Измена мужу в голове Мэри не связывалась ни с какой этикой. Да вообще всякие принципы и убеждения, всякая этика были чужды ей. Точно так, как муж ее понимал поэзию, но не чувствовал ее, так и она понимала, что такое нравственность, но этой нравственности не было у нее в крови. Она попросту никогда и не приходила ей в голову. Этика не была одной из потребностей ее рефлексии. Она не думала о ней, потому что не помнила даже о ее существовании. Ее врожденной этикой было одно: избегай того, что может тебе повредить. Но «люби ближнего, как самого себя» — это было ей совсем чуждо. И это не было даже ее недостатком; скорее — недостатком характера.
Когда она думала о себе, она приходила к убеждению, что главный, основной фон ее души — нигилизм, и что ей это удобно.
Она любила музыку с энтузиазмом, но не уважала искусства; делала добро без сострадания; героизм, самопожертвование интересовали ее как христианские иконы образованного японца, но не как верующего. В глубине души, по настоящему она не уважала ничего. В ней не было ничего святого. Инстинкты, желания, склонности, страсти наполняли ее всю; она не чувствовала ни недостатка, ни нужды в какой-нибудь жизненной идее. Но за то ей хотелось впечатлений, и она поддавалась им с какой-то первобытною, стихийною силою.
И теперь, когда в Варшаву должен был приехать Стжижецкий (что Сарони — его псевдоним, она не сомневалась), ее воображение, то воображение, которое иногда приводило ее в состояние какого-то сомнамбулизма, до галлюцинаций и видений наяву, стало работать.
Мэри стала прясть пряжу мечтаний. Сначала она вспомнила всю историю их знакомства с первой минуты, потом все, что произошло от этого знакомства… И в то же время думала о своей теперешней жизни и о том, как она могла бы жить. И по мере того, как она вспоминала причины своей неудовлетворенности, тоска об иной жизни, жажда новых впечатлений стала охватывать ее душу. И ею овладевало беспокойство.
Она знала, что не надо вредить самой себе, и чувствовала, что вредит себе хотя бы тем, что думает о своей жизни, хотя бы даже мыслями о ней. И ей становилось страшно.
Она боялась. Боялась мужа. Этот человек со стальными мускулами, развитыми верховой ездой и фехтованием, которому не нужно возвышать голоса для того, чтобы приказание его моментально исполнялось самыми дерзкими из слуг, который одним взглядом заставлял людей молчать, — пугал ее.

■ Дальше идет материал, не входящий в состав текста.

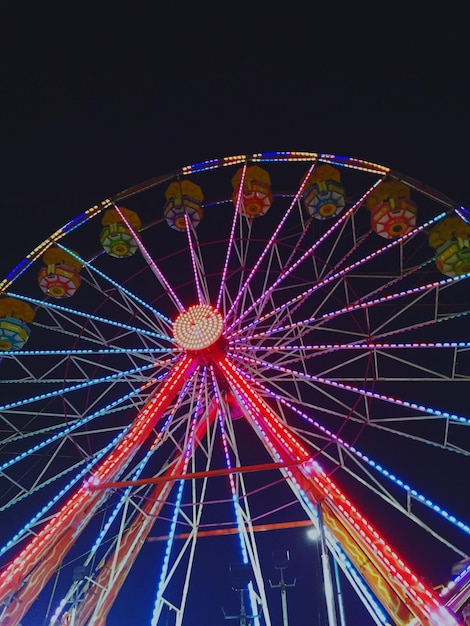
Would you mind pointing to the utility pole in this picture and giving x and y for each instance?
(280, 562)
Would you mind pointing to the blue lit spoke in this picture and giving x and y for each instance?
(118, 286)
(119, 376)
(90, 316)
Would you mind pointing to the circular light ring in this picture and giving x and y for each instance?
(198, 328)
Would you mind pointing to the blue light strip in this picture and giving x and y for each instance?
(118, 286)
(90, 316)
(85, 385)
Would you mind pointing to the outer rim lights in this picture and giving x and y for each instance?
(198, 328)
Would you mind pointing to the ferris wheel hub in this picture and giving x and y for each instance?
(198, 328)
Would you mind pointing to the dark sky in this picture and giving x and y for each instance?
(98, 96)
(95, 97)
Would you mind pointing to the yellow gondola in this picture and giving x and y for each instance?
(256, 197)
(14, 331)
(60, 277)
(116, 238)
(392, 212)
(183, 198)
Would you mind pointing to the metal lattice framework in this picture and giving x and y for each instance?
(259, 342)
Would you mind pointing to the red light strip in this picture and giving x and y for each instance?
(43, 554)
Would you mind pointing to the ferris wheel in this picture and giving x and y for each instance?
(200, 368)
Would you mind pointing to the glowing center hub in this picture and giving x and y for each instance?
(199, 327)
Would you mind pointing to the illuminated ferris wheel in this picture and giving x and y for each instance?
(245, 348)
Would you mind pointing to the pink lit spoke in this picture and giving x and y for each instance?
(301, 376)
(231, 237)
(153, 266)
(292, 265)
(288, 305)
(194, 260)
(271, 241)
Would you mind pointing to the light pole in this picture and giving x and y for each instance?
(280, 562)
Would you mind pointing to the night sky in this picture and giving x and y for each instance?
(96, 97)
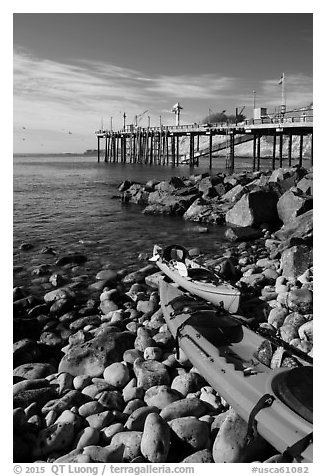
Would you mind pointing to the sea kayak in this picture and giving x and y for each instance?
(197, 280)
(277, 403)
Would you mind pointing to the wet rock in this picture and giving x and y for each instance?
(277, 316)
(188, 383)
(139, 276)
(192, 434)
(300, 300)
(108, 432)
(290, 205)
(74, 456)
(230, 442)
(111, 399)
(60, 293)
(299, 228)
(288, 332)
(143, 339)
(242, 234)
(201, 211)
(26, 246)
(234, 194)
(130, 355)
(88, 436)
(153, 353)
(26, 351)
(202, 456)
(161, 396)
(80, 323)
(151, 373)
(296, 260)
(92, 357)
(35, 370)
(74, 258)
(133, 405)
(136, 420)
(57, 437)
(306, 331)
(100, 420)
(182, 408)
(107, 275)
(90, 408)
(305, 185)
(155, 442)
(51, 339)
(295, 319)
(126, 446)
(39, 395)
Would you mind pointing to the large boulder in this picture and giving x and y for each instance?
(291, 205)
(285, 178)
(242, 234)
(305, 185)
(92, 357)
(202, 211)
(234, 194)
(253, 209)
(299, 228)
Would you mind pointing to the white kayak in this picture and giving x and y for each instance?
(197, 280)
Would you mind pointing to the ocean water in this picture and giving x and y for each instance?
(66, 203)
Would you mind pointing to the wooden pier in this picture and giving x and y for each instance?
(161, 145)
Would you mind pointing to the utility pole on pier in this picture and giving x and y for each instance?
(282, 83)
(176, 109)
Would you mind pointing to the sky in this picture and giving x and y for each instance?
(73, 72)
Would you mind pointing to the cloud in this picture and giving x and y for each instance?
(47, 91)
(298, 90)
(204, 86)
(52, 96)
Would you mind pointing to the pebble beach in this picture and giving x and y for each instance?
(96, 375)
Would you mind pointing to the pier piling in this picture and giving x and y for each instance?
(161, 145)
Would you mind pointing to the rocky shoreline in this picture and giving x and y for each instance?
(97, 379)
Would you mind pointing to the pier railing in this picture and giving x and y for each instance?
(194, 127)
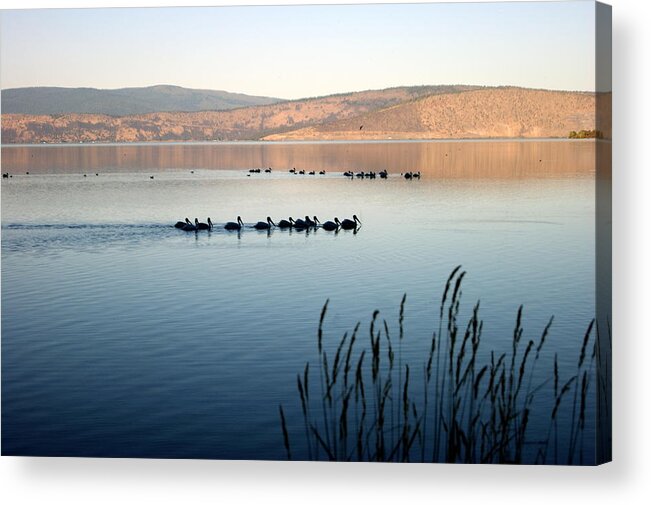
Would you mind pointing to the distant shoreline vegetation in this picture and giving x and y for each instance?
(461, 405)
(416, 112)
(586, 134)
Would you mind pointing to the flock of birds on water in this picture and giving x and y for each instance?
(383, 174)
(296, 224)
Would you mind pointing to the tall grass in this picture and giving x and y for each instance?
(472, 406)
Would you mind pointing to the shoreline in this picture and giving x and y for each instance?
(302, 142)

До сих пор их отношения покоились на взаимном соглашении. Чорштынский взял деньги и никогда не дал почувствовать Мэри, что она глава дома; она приняла его титул и никогда не давала ему почувствовать, что поставила его на ноги в материальном смысле. Как бы то ни было — брак Чорштынского был «mesaliance» — он снизошел до нее, а она до него поднялась. Она, во всяком случае, не имела причины не выйти за него замуж, даже если бы родилась Чорштынской, как он; но он и не смотрел бы на нее иначе, как через монокль, если бы ему не нужно было приданое. Оба это прекрасно знали. Если бы у них дошло до ссоры, она могла упрекать его в том, что заплатила его долги и создала для него великосветский дом; ему достаточно было смерить ее глазами. Одна мысль о таком взгляде жгла ее и бросала кровь к голове. Он, потомок тридцати сенаторов, с гербом Казимира Великого, а она внучка Габриэля Гнезновера.
Она закусила губы, и какое-то чувство не недоброжелательства, а почти ненависти просыпалось у нее к мужу.
До сих пор она не думала об этом, это не приходило ей в голову, — не было причин для таких мыслей. Она слишком многое приобрела своим замужеством, что бы могли явиться такие причины. Зачем попусту расстраиваться?